Declining bottom lines
Sliding prices worry local LCD companies
By Kim Yoo-chul
Samsung Electronics and LG Display, the world’s two biggest liquid crystal display (LCD) panel makers, are under pressure from price erosion, higher inventories and sagging consumer demand for gadgets.
Price is the key barometer to gauge profitability in almost all LCD makers as the industry is volatile and cyclical according to macro-economic moves.
Samsung is falling in terms of profit due to the price decline and decreasing shipments in value-added televisions, triggering a forecast that its LCD division may incur a quarterly loss to the tune of 200 billion won level during the January-March period, analysts and officials said.
``It is likely that Samsung’s LCD division will report higher-than-expected operating losses during the first quarter because of weaker demand amid a seasonally-unfavorable period,’’ said a Samsung source, asking not to be identified.
Samsung was expected to break even in its LCD business, but Sony’s recent decision to buy LCD panels from somewhere else is also sapping Samsung’s profit, according to sources directly involved with the matter.
Sony ended its exclusive tie-up with Samsung after more than seven years as the world’s second-biggest TV maker has been taking TV panels from LG Display as part of Sony’s vigorous outsourcing drives to cut manufacturing costs.
For LCD suppliers, securing big set-makers is crucial as customers can be a cushion for suppliers amid market downturns.
Samsung is to delay the operation of its latest eighth-generation LCD line to produce panels for televisions under the current bearish mood, according to officials.
Samsung spokesman, Song Chul-gyu declined to comment on whether the company’s LCD business will return to the red in the latest quarter as it’s not company policy to talk about earnings guidance.
For the fourth quarter of last year, Samsung reaped just 100 billion won in operating profit in its LCD business ― a year-on-year drop of 81 percent.
LG Display in hot water
LG Display believes its LCD business will be stuck in the red for the second straight quarter.
``For the time being, LG may not see a profit level up with losses expected during the first quarter that ends March 31,’’ said an unnamed LG source, asking not to be identified.
LG spokesman Sohn Young-june admits that prices for its panels to customers are sliding, though he didn’t confirm whether the firm would meet its predictions.
A quarter earlier, LG reported 386.9 billion won in operating losses for the first time in six quarters, from February 2009, data from the Korea Exchange (KRX), showed.
``Although LG’s big losses in the fourth quarter were partly due to the EU’s decision to fine it 330 billion won for involvement in a price cartel, the outlook is very dim in the current quarter,’’ said the LG source.
Its chief financial officer Jeong Ho-young recently said LG didn’t see any imminent turnaround in the quarter as the global LCD industry is heading toward oversupply.
The Korean LCD giants are still waiting to see the best timing for the construction of their latest LCD facilities in China.
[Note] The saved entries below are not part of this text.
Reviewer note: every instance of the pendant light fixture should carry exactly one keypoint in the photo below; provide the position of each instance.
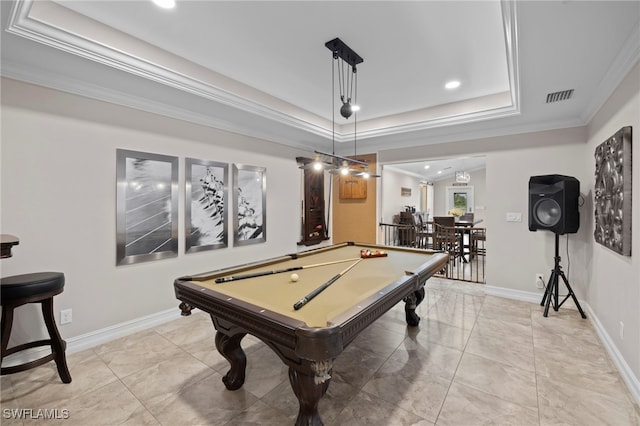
(344, 61)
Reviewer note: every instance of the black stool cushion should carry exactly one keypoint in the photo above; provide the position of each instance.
(26, 285)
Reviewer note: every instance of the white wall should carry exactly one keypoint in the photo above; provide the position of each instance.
(392, 201)
(607, 283)
(613, 283)
(59, 191)
(478, 181)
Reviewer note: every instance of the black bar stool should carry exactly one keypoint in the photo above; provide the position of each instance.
(40, 288)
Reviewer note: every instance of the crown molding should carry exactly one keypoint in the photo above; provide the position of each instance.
(626, 59)
(24, 22)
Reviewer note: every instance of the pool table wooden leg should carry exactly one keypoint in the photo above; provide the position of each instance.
(185, 309)
(411, 303)
(229, 347)
(309, 393)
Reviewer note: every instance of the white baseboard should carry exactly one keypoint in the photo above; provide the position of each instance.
(632, 382)
(95, 338)
(98, 337)
(623, 368)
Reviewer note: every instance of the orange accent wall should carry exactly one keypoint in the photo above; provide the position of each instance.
(355, 219)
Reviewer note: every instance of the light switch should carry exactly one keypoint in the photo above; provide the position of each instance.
(514, 217)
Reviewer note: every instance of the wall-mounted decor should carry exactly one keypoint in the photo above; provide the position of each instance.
(146, 207)
(250, 196)
(314, 229)
(612, 192)
(205, 205)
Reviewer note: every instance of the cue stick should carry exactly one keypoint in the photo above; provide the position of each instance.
(279, 271)
(300, 303)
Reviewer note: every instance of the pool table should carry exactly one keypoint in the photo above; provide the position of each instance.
(307, 339)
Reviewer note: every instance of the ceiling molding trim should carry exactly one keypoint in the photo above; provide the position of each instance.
(21, 24)
(435, 123)
(99, 93)
(626, 59)
(424, 140)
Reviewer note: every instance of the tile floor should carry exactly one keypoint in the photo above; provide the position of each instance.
(474, 360)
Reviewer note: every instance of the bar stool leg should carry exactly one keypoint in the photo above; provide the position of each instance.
(7, 323)
(58, 345)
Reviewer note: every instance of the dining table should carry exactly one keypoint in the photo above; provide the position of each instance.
(464, 227)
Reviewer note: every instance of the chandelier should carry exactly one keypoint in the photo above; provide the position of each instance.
(344, 61)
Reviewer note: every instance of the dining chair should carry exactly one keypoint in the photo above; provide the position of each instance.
(445, 237)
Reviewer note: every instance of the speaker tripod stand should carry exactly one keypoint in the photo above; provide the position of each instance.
(552, 286)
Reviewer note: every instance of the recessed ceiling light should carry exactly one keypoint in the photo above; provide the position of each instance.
(165, 4)
(453, 84)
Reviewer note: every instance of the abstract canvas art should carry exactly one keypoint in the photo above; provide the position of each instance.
(250, 192)
(205, 205)
(612, 192)
(146, 207)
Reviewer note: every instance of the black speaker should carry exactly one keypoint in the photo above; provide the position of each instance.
(553, 203)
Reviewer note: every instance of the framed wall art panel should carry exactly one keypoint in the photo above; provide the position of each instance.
(612, 192)
(250, 201)
(146, 207)
(206, 205)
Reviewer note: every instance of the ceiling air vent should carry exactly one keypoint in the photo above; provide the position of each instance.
(559, 96)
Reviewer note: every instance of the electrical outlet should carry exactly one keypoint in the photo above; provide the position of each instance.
(621, 330)
(540, 280)
(66, 316)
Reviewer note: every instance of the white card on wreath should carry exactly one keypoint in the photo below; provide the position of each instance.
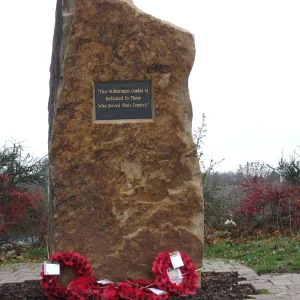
(105, 281)
(175, 275)
(51, 268)
(176, 259)
(156, 291)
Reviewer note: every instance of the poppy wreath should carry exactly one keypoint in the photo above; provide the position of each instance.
(81, 287)
(188, 285)
(136, 289)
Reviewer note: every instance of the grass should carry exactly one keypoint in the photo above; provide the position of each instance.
(264, 255)
(25, 254)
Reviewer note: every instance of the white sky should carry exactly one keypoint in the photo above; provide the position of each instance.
(246, 77)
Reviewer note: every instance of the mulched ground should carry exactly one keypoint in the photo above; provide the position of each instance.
(215, 286)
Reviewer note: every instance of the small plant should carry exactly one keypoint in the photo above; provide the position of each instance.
(265, 255)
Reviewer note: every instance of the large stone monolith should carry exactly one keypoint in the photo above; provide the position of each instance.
(124, 173)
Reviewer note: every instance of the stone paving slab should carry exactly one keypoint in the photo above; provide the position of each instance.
(280, 286)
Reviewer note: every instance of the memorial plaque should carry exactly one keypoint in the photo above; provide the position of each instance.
(123, 100)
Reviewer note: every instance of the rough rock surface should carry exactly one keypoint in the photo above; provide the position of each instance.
(121, 193)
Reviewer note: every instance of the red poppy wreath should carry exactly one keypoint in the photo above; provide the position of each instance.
(162, 266)
(84, 285)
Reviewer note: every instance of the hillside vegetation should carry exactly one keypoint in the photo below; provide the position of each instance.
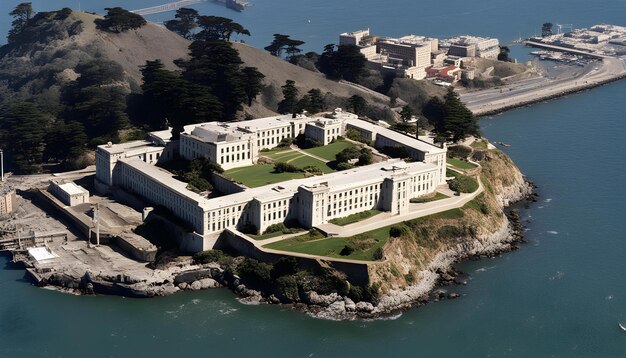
(66, 78)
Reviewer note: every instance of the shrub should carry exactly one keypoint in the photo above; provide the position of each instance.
(280, 227)
(288, 286)
(344, 166)
(208, 256)
(255, 272)
(378, 254)
(463, 184)
(348, 154)
(282, 167)
(285, 266)
(347, 250)
(398, 230)
(459, 151)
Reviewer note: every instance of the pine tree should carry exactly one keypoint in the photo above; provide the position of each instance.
(253, 83)
(290, 98)
(24, 126)
(184, 22)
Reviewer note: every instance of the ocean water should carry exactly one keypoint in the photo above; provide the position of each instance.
(562, 294)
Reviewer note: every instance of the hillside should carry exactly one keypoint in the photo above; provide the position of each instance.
(38, 65)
Beijing approved Samsung and LG to build cutting-edge LCD lines in southern China in December.
``The companies may delay groundbreaking until next year,’’ said a top-ranking industry executive.
Along with Samsung and LG, leading Taiwanese and Japanese LCD makers are also planning to construct their latest lines in China. The LCD industry is said to face the so-called ``2012 problem,’’ referring to the year when LCD panels are predicted to go into oversupply.